Ah, musical memories...
We all have a musical history, a pastiche of what we heard, when we heard it, what we were doing when we heard it, and how it made us feel. I can still recall with heartbreaking clarity what I was listening to when I lost my virginity, or when my grandfather died, or when Linda Latino showed me her boobs for the first time.
I wrote the following poem as a writing exercise, and it pleased me so much to do it that it just kept going and growing, until it got to its final unwieldy length.
None the less, I hope you all enjoy it.
Paul Anka introduced me, my head on his shoulder,
And Little Richard delighted, his music was bolder
Then the Big Bopper with his sweet Chantilly Lace
A Many Splendored Thing put a smile on my face
Fats Domino crooned from atop Blueberry Hill
But Elvis was King then and he is King still.
Bill Haley Rocked us all Around the Clock
But Chuck Berry showed us how to do the Duck Walk.
The Platters, The Coasters, and of course Patti Page
Johnny Mathis and Buddy Holly all were the rage.
To Know Him is to Love Him, the Teddy Bears sang
Then Richie Valens did La Bamba and his guitar rang.
In the Sixties the Association told me Never My Love
And My Boyfriend’s Back sang the Angels above.
The Beach Boys gave Good Vibrations to add to my world
And a Surfin’ Safari to go with Barbara Ann the Surfer Girl.
The Cascades, The Chiffons, Del Shannon and Ronettes
Sam the Sham and the Pharaohs was a s good as it gets.
Wilson Pickett, The Rascals, Mitch Ryder, and Three Dog Night
The Temptations, Supremes, Sinatra’s Strangers in the Night
Dionne Warwick, Percy Sledge, Neil Sedaka I loved too,
Then The Beatles came and taught us all to Love Me Do.
Ray Charles was the Man, Chubby Checker a golden boy
Sam Cooke was the equal of Mr. Orbison, the one called Roy.
The Four Seasons and Frankie V. taught me Big Girls Don’t Cry
And Mary Wells sang the praises of her and My Guy.
Sly and the Family Stone brought funk into my world
But Aretha Franklin taught all men Respect for all girls
Musical tastes changed thanks to The Carpenters and Joe Cocker
One was a pair of vanilla crooners, the other a spastic rocker.

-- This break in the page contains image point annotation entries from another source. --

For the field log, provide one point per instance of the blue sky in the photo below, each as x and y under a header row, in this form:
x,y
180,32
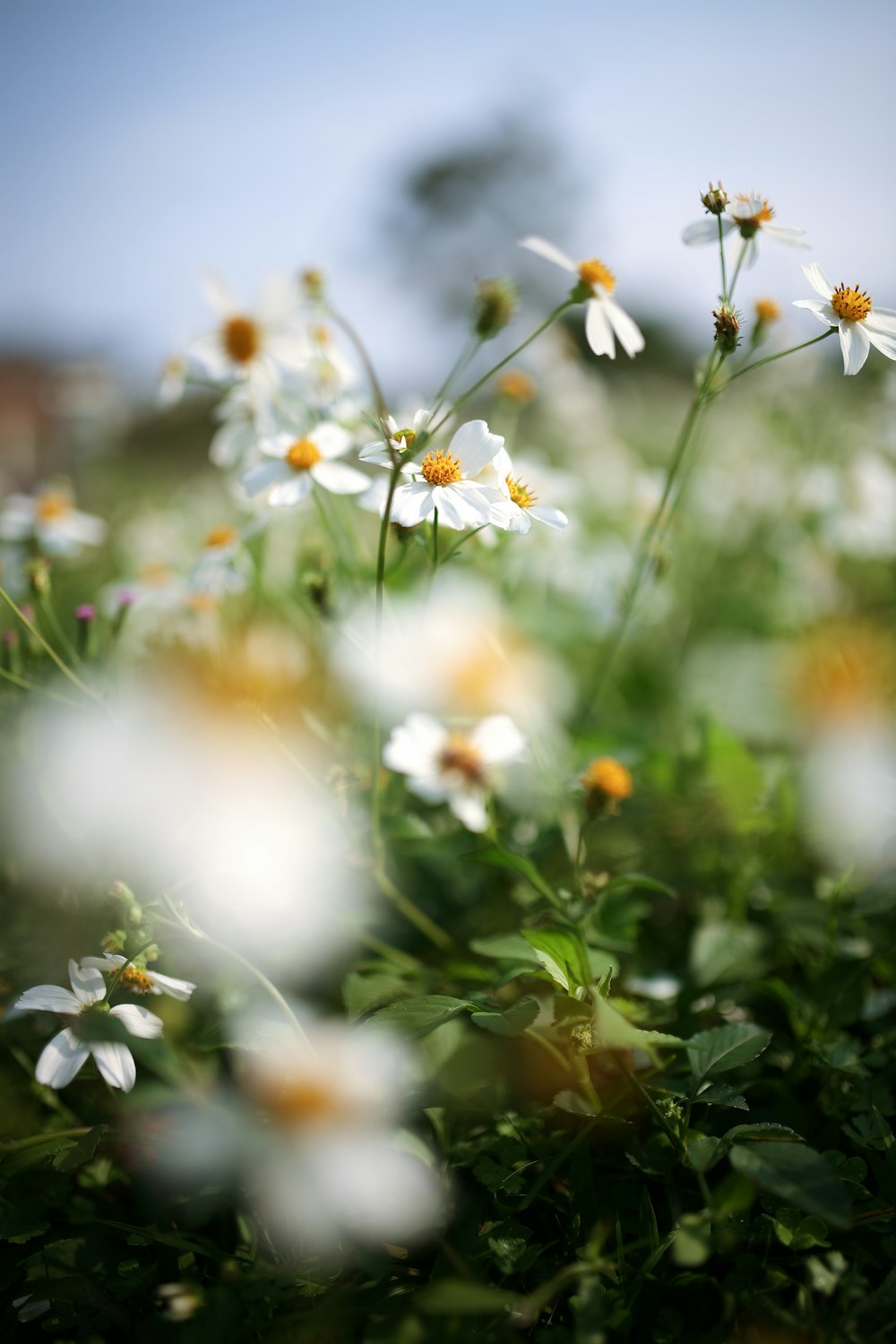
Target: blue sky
x,y
142,142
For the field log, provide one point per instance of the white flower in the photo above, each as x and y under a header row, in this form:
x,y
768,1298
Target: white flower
x,y
861,325
446,481
519,507
605,322
51,519
137,978
455,768
253,346
750,215
69,1051
300,462
401,438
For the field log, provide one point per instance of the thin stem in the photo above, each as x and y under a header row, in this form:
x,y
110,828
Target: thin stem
x,y
51,653
473,390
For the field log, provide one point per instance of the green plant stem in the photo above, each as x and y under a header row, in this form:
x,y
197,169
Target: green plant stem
x,y
548,322
51,653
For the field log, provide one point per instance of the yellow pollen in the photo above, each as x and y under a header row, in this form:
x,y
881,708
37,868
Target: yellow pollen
x,y
51,505
303,454
521,495
220,537
136,980
592,271
607,777
441,468
458,755
852,306
241,339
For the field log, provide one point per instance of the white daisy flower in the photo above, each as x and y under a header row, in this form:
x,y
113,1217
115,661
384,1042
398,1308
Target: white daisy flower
x,y
455,768
297,464
402,440
139,978
750,215
65,1055
605,322
520,507
50,518
446,480
861,325
253,346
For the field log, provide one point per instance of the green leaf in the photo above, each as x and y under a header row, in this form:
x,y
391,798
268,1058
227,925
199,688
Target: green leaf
x,y
511,1021
720,1048
796,1174
421,1015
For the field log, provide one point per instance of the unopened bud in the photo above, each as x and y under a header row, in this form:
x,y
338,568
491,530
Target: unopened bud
x,y
715,199
495,303
727,328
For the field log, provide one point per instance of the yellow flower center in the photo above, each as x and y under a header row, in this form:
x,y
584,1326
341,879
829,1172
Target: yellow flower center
x,y
136,980
51,505
441,468
852,306
608,777
241,339
592,271
220,537
520,492
303,454
458,755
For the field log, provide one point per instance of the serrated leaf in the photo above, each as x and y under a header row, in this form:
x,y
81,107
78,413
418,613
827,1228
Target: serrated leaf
x,y
796,1174
511,1021
421,1015
720,1048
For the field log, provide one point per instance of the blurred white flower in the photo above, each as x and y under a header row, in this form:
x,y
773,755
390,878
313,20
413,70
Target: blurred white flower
x,y
298,462
446,765
66,1054
50,518
860,324
605,322
446,480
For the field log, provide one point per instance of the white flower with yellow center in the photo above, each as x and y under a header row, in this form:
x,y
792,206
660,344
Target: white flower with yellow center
x,y
253,346
139,980
750,215
605,322
850,309
445,765
300,461
521,503
446,480
70,1048
50,518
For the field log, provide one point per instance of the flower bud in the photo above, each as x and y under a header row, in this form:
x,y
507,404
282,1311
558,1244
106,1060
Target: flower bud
x,y
495,303
727,328
715,199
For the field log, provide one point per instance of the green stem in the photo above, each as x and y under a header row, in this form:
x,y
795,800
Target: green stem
x,y
51,653
473,390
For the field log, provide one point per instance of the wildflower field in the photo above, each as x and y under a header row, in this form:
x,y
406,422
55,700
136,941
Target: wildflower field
x,y
449,836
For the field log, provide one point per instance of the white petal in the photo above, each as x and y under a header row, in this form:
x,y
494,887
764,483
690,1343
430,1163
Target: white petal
x,y
88,983
61,1059
48,999
598,331
627,332
818,281
498,739
855,344
340,478
115,1062
544,249
476,446
139,1021
411,504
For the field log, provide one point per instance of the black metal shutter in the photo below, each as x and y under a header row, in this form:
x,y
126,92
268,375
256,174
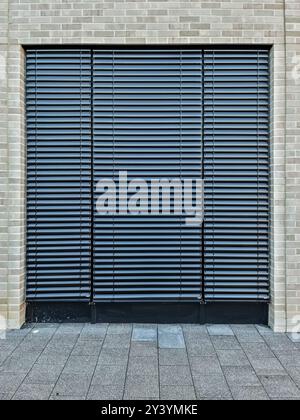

The Doobie Brothers and Jim Croce, Chicago and Bread
The Commodores and Fleetwood Mac sang the songs that filled my head.
There was Foreigner, Billy Joel, Bob Segar and the Stones,
Grand Funk Railroad, ZZ Top and big Tom Jones.
Tavares, Wild Cherry and Donna Summer’s Last Dance
Put the boogie on the disco floor for all who took the chance.
Speaking of disco, the Bee Gees and a band called Chic
Taught us all Jive Talkin’ and how to be Le Freak.
Creedance brought their swamp music out into the light
And Rod Stewart reminded that Tonight’s the Night.
And then along came Bon Jovi, J. Geils and B-52’s
Phil Collins, The Go Go’s and those Brothers of Blues.
Frankie went to Hollywood, Jethro Tull made us bungle
But it was Guns N Roses that welcomed me to the jungle.
Michael Jackson, Janet Jackson, and even a Jackson named Freddie
But I relied on The Whispers to help me learn to Rock Steady.
Plus Journey, Robert Palmer, Billy Ocean and Queen
The Police, and Prince and of course Bruce Springsteen.
Van Halen, Steve Winwood, Romantics and Glen Frey
The Talking Heads and Huey Lewis and Madonna’s Holiday.
Then came the Ace of Base, Bryan Adams and INXS
Whitney Houston, Chris de Burgh sang of the Lady’s Red dress.
Heavy D, a guy called Hootie, The Cure and Counting Crows,
And the re-emergence of the Clapton that everyone knows.
Dave Matthews, Jon Secada, Bonnie Raitt and the incredible Seal
Violent Femmes, the Rembrants and Modern English were all real.
Annie Lennox has a golden voice, The Pretenders are great writers
And I loved the sounds of R.E.M., UB40 and the Foo Fighters.
Which brings us to Matchbox Twenty and of course 3 Doors Down,
Plus I buy a ticket when Christina Aguilera comes to town.
Macy Gray is unique, Creed sings from an open heart
And Britney is a lovely girl who has suffered for her Art.
Music is the common thread, it makes us jump and shout
But the Baja Men wanna know Who Let the Dogs Out!